Let's analyze the upside scenario where $STRC outperforms.
Assumptions:
1. STRC at $86
2. STRC dividend $12/yr (no changes, up or down)
3. BTC at $62k
At a $12 dividend and $86 STRC price, that's a 13.95% yield. Now, let's assume you believe STRC will return to par at some point.
At $86, a return to par equates to a 16.28% gain. Total return for holding for a year is 30.23%. With BTC at $62k, that means for an equivalent return in BTC, BTC would need to be a $80,744. However, STRC is unlikely to be as volatile as BTC as we've seen this week, and especially as the attention settles down. So, let's say STRC will have an average 0.5 Beta to BTC over the period.
So, on a risk adjusted basis, you'd actually need BTC to get to $99,488 (2x the 30% gain) in a year to have an equivalent risk-adjusted return.

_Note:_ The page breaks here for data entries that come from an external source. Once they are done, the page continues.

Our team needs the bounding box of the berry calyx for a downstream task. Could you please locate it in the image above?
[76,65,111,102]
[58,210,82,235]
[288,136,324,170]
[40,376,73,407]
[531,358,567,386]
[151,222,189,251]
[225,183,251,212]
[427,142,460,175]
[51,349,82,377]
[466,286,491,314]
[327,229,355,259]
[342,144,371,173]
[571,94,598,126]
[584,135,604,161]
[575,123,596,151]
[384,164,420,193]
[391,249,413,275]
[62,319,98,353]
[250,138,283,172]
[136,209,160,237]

Now, let's shorten the time frame. Let's say you think STRC will return to par in 3 months. For a raw equivalent BTC gain, you'd need BTC to be at $74,256. For a risk-adjusted equivalent BTC gain, you'd need BTC to be at $86,512.
So, which is more likely, BTC at $86,512 in 3 months or STRC back at par? If there's any further downside from here on BTC, STRC likely falls less and will very very very likely still keep earning the dividend (remember, they have cash for 17 months of dividends).
So, unless you think BTC is about to RIPPP from here in the next 3 months, $STRC is a pretty solid upside-capture bet, especially with @saylor and the team still in the kitchen, cooking.